Page MenuHomePhabricator

Query optimizer for labels should be using sub queries
Open, MediumPublic

Description

When using the label service a lot of queries time out.
One can avoid that by using a subquery for fetching the data and add the labels in the outer query.
The problem is not everybody is aware of it and it makes the query more complex.
So one solution could be that the optimizer for labels does this automatically.

Event Timeline

Restricted Application added a subscriber: Aklapper. · View Herald Transcript

Here’s an example query:

SELECT ?entity ?entityLabel (COUNT(?statement) AS ?count) WHERE {
  hint:Query hint:optimizer "None".
  ?statement wikibase:rank wikibase:DeprecatedRank.
  ?entity ?p ?statement.
  SERVICE wikibase:label { bd:serviceParam wikibase:language "[AUTO_LANGUAGE],en". }
}
GROUP BY ?entity ?entityLabel
HAVING(?count > 10)
ORDER BY DESC(?count)
LIMIT 100
OFFSET 0

The HAVING and OFFSET modifiers are somewhat artificial (I added them to have a complete example), but apart from that, this is a real, useful query (entities with most deprecated statements).

Here’s the optimized version:

SELECT ?entity ?entityLabel ?count WITH {
  SELECT ?entity (COUNT(?statement) AS ?count) WHERE {
    hint:Query hint:optimizer "None".
    ?statement wikibase:rank wikibase:DeprecatedRank.
    ?entity ?p ?statement.
  }
  GROUP BY ?entity
  HAVING(?count > 10)
  ORDER BY DESC(?count)
  LIMIT 100
  OFFSET 0
} AS %results WHERE {
  INCLUDE %results.
  SERVICE wikibase:label { bd:serviceParam wikibase:language "[AUTO_LANGUAGE],en". }
}
ORDER BY DESC(?count)
  • The inner SELECT clause consists of the original one, but with all Label variables removed.
  • The outer SELECT clause consists of all the variables of the original one, but without expressions (e. g. just ?count).
  • Of the solution modifiers,
    • GROUP BY is only present on the inner query, and with all Label variables removed,
    • HAVING, LIMIT and OFFSET are only present on the inner query, and
    • ORDER BY is present on both queries.

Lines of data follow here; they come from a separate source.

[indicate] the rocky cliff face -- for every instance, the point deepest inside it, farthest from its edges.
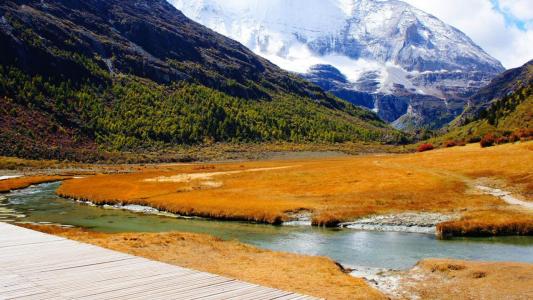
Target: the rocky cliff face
(138, 75)
(147, 38)
(387, 51)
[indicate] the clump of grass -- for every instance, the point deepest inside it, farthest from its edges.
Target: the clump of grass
(425, 147)
(450, 144)
(24, 182)
(488, 223)
(488, 140)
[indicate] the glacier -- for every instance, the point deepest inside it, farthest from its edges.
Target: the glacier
(393, 58)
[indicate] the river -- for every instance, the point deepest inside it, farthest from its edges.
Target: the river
(351, 248)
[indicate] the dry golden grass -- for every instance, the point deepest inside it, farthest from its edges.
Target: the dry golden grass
(332, 189)
(454, 279)
(316, 276)
(24, 182)
(488, 223)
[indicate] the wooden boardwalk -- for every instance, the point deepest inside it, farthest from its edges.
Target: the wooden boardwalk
(35, 265)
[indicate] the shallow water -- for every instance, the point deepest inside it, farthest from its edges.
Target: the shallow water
(348, 247)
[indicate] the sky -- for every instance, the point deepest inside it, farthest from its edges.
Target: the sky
(503, 28)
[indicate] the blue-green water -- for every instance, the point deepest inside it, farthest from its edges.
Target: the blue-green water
(348, 247)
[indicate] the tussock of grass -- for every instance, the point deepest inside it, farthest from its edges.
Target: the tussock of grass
(24, 182)
(457, 279)
(488, 223)
(316, 276)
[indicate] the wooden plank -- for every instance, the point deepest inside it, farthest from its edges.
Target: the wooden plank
(35, 265)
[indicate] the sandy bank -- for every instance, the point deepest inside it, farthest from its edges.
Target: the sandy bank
(456, 279)
(403, 222)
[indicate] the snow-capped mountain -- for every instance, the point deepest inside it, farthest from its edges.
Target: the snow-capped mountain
(407, 65)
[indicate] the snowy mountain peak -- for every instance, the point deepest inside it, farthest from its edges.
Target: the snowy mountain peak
(382, 47)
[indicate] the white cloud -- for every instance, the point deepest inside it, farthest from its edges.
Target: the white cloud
(521, 9)
(491, 29)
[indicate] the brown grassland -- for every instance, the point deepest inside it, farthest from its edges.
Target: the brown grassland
(455, 279)
(24, 182)
(315, 276)
(332, 190)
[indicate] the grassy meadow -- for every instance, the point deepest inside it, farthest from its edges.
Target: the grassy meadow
(331, 190)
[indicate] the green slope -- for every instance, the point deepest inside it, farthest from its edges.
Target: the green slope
(80, 77)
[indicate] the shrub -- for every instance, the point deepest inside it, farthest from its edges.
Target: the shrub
(474, 139)
(514, 138)
(502, 140)
(425, 147)
(450, 144)
(524, 134)
(488, 140)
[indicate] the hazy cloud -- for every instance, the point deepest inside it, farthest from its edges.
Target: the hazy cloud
(504, 28)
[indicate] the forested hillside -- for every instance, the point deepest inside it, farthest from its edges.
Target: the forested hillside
(82, 77)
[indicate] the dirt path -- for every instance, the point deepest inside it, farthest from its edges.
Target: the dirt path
(505, 196)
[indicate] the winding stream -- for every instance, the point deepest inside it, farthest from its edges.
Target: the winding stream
(352, 248)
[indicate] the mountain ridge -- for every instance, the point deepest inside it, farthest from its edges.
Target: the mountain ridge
(78, 78)
(387, 50)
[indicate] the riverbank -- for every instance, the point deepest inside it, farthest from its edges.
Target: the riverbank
(457, 279)
(331, 190)
(315, 276)
(318, 276)
(16, 183)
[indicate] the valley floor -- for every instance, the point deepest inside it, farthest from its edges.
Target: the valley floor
(458, 182)
(316, 276)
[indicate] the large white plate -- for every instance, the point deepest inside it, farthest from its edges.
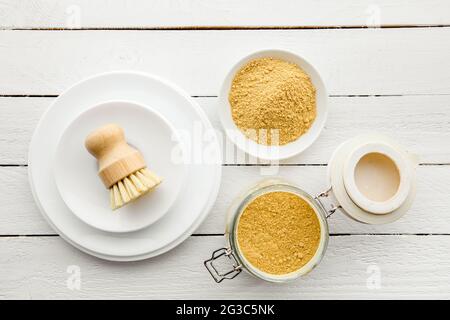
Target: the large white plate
(196, 198)
(76, 170)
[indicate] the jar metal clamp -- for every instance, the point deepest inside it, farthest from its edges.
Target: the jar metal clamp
(341, 190)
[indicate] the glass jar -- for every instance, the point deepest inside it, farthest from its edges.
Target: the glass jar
(235, 255)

Of course, this optimization should work with or without explicit rdfs:label parameters for the label service, so it’s probably best to implement this as a separate optimizer which runs after the one that imports rdfs:label parameters from the SELECT clause.

Note here:

SELECT ?entity (COUNT(?statement) AS ?count) WHERE {
    hint:Query hint:optimizer "None".
    ?statement wikibase:rank wikibase:DeprecatedRank.
    ?entity ?p ?statement.
  }
  GROUP BY ?entity ?entityLabel
  HAVING(?count > 10)
  ORDER BY DESC(?count)
  LIMIT 100

you group by non-existing variable (?entityLabel). In order to group properly, and also for group variables work properly in projection clause, it will have to understand a lot about the query structure.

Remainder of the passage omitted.